Dynamiques culturelles
À cette centralité romaine physique s’ajoutent d’autres dynamiques dans le monde catholique, notamment celles qui concernent la culture et le monde intellectuel. La publication de revues, l’existence d’universités réputées, pour former des prêtres et des chrétiens laïcs, la présence de journaux et de médias importants contribuent aussi à façonner le monde catholique.
Les États-Unis jouent à cet égard un rôle majeur dans le monde catholique actuel. Avec leurs universités catholiques dont l’aura dépasse les frontières de leur pays, avec de nombreux médias en ligne qui, anglais aidant, peuvent être lus et regardés bien au-delà des États-Unis, ils contribuent à imposer les débats et les thèmes dans l’ensemble de la catholicité. La France conserve encore une influence culturelle dans le monde chrétien contemporain, là aussi grâce à ses médias, ses maisons d’édition, ses professeurs, théologiens, intellectuels, etc. Ce qui fait que si Rome est le centre du monde catholique, il y a également d’autres centres, qui passent par les villes universitaires et les capitales culturelles.
Dynamiques financières
Enfin, l’autre dynamique structurante est celle de la finance. Les catholiques américains et allemands sont ceux qui financent le plus le Saint-Siège, grâce à leurs dons. À quoi s’ajoute le financement des ONG et des associations, dont un certain nombre interviennent dans les pays en développement, parfois en imposant les idées du nord aux pays du sud.

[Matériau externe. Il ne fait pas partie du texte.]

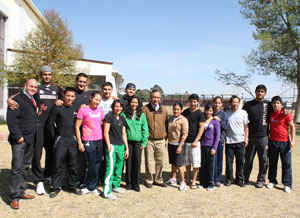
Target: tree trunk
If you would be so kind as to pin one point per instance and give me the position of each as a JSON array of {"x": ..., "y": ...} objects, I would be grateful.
[{"x": 297, "y": 111}]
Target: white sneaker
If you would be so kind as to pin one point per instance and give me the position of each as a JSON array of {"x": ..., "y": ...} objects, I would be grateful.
[
  {"x": 287, "y": 189},
  {"x": 171, "y": 181},
  {"x": 270, "y": 185},
  {"x": 111, "y": 197},
  {"x": 182, "y": 186},
  {"x": 40, "y": 190},
  {"x": 118, "y": 190},
  {"x": 96, "y": 192},
  {"x": 85, "y": 191}
]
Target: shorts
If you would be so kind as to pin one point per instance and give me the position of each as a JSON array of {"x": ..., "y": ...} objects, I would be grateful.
[
  {"x": 175, "y": 159},
  {"x": 192, "y": 156}
]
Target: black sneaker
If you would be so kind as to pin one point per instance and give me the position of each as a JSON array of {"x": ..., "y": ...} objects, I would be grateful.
[
  {"x": 76, "y": 191},
  {"x": 54, "y": 193},
  {"x": 227, "y": 183}
]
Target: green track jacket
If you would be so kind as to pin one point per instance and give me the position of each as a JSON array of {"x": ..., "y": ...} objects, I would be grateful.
[{"x": 137, "y": 130}]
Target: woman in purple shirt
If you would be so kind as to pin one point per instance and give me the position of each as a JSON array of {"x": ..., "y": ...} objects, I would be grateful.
[{"x": 209, "y": 145}]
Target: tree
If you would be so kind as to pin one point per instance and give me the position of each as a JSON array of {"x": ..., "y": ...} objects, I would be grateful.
[
  {"x": 119, "y": 82},
  {"x": 232, "y": 79},
  {"x": 50, "y": 43},
  {"x": 277, "y": 24},
  {"x": 143, "y": 94}
]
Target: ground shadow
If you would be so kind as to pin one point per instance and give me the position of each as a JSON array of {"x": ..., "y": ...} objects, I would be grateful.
[{"x": 4, "y": 184}]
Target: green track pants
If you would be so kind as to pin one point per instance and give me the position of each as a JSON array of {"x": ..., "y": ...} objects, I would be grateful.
[{"x": 114, "y": 167}]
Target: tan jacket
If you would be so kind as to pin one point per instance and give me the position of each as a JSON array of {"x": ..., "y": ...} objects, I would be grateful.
[
  {"x": 157, "y": 121},
  {"x": 177, "y": 129}
]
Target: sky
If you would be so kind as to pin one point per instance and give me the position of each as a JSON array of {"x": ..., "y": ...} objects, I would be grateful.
[{"x": 173, "y": 43}]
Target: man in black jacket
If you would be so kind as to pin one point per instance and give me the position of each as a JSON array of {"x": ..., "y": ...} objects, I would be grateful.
[{"x": 22, "y": 125}]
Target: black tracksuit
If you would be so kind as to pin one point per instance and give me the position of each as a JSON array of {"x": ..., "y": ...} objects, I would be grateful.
[
  {"x": 65, "y": 144},
  {"x": 21, "y": 122}
]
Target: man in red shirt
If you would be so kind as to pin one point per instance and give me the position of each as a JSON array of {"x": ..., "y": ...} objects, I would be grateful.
[{"x": 280, "y": 144}]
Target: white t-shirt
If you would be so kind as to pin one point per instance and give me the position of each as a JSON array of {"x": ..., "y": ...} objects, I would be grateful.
[
  {"x": 105, "y": 105},
  {"x": 235, "y": 130}
]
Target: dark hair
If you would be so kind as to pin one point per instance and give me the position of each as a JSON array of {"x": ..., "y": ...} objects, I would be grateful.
[
  {"x": 107, "y": 84},
  {"x": 194, "y": 97},
  {"x": 218, "y": 97},
  {"x": 276, "y": 98},
  {"x": 128, "y": 111},
  {"x": 114, "y": 103},
  {"x": 178, "y": 104},
  {"x": 261, "y": 86},
  {"x": 95, "y": 93},
  {"x": 81, "y": 75},
  {"x": 69, "y": 89},
  {"x": 233, "y": 97},
  {"x": 208, "y": 106}
]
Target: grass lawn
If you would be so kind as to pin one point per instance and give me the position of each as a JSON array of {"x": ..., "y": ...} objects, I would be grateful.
[{"x": 230, "y": 201}]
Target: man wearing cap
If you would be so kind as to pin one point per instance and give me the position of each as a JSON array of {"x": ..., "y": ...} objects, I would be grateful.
[
  {"x": 48, "y": 94},
  {"x": 129, "y": 92},
  {"x": 157, "y": 118},
  {"x": 22, "y": 125}
]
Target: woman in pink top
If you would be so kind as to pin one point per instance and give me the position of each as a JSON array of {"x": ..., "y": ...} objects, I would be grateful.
[{"x": 90, "y": 141}]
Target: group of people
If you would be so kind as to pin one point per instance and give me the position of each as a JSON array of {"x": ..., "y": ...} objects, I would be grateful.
[{"x": 88, "y": 136}]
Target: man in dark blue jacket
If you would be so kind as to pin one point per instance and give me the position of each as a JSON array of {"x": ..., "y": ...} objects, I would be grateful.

Cette dynamique financière concerne de nombreuses structures. Elle permet l’envoi d’étudiants, de médecins, d’humanitaires, donc de liens entre les centres et les périphéries, moyen de lier les deux et d’unir le monde catholique. Ces liens, qui sont autant de flux, permettent de relier les points entre eux, que ces points soient des centres ou des périphéries, et ainsi de tisser l’espace du catholicisme.
C’est dans ces dynamiques que le nouveau pape devra inscrire son action, entre les centres, essentiels, car ils sont les moteurs du monde catholiques, et les périphéries, qui sont autant de lieux à évangéliser et à intégrer.